Какое счастье — неиссякаемая способность любить и верить! Все, что осенено любовью, неподвластно смерти.
«Настоящая Минна со мной… со мной, а не с ним… И эта Минна всегда останется юной!..»
Луна выплыла из дымки облаков, и под ее лучами заискрилась серебристая чешуя волн. Кристофу казалось, что раньше река не подступала так близко к пригорку, на котором он сидел. Он пригляделся. Ну да, Раньше перед этой вот грушей тянулась песчаная коса, над ней пологий зеленеющий склон, где он резвился так часто. Река похозяйничала тут и, подступая все ближе, подтачивала уже корни грушевого дерева. У Кристофа сжалось сердце. Он пошел по направлению к станции. Здесь вырос новый квартал — рабочие казармы, строящиеся верфи, высокие заводские трубы.

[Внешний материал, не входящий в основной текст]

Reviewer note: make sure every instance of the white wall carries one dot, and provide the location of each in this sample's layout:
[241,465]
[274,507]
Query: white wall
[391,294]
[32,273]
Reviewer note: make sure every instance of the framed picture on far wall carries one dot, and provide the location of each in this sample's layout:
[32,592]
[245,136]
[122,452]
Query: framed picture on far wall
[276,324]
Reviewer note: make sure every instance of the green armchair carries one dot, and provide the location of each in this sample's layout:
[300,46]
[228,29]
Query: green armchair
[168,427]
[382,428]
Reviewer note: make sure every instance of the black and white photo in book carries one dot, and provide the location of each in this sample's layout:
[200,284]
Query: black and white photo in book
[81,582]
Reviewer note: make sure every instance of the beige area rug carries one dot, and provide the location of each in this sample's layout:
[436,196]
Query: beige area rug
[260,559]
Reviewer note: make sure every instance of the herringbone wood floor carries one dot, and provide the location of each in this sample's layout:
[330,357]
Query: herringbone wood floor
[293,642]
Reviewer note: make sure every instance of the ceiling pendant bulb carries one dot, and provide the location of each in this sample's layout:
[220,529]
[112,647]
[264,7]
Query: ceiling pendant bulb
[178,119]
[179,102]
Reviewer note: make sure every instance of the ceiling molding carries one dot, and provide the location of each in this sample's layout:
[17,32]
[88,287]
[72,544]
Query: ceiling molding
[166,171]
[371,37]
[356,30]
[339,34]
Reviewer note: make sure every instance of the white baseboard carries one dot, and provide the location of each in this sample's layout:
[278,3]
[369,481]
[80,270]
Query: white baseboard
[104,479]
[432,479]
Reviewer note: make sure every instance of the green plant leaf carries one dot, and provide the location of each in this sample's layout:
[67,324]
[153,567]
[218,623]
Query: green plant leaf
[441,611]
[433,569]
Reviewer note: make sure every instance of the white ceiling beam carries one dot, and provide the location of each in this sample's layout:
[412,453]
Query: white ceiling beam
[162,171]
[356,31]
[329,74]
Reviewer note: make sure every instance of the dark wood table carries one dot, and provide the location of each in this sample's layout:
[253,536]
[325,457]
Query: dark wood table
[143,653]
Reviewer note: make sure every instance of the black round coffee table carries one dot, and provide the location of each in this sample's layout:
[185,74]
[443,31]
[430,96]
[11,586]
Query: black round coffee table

Кристоф вспомнил о рощице акаций, которую видел днем, и подумал:
«Тут тоже все подтачивает река…»
Спящий в темноте старинный городок со всеми его обитателями, живыми и мертвыми, стал еще роднее Кристофу, потому что над ним нависла угроза…
Hostis babel muros…[41]
Надо скорей спасать самое дорогое! Смерть подкарауливает все, что мы любим. Поспешим навеки запечатлеть в бессмертной бронзе преходящий лик. Отвоюем у пламени сокровища отчизны, прежде чем огонь пожрет дворец Приама…
Кристоф сел в поезд, и поезд помчался, словно убегая от потопа. Но, подобно мужам, что спасали из гибнущего города его богов, Кристоф увозил в себе искорку жизни, брызнувшую из родной земли, и священную душу прошлого.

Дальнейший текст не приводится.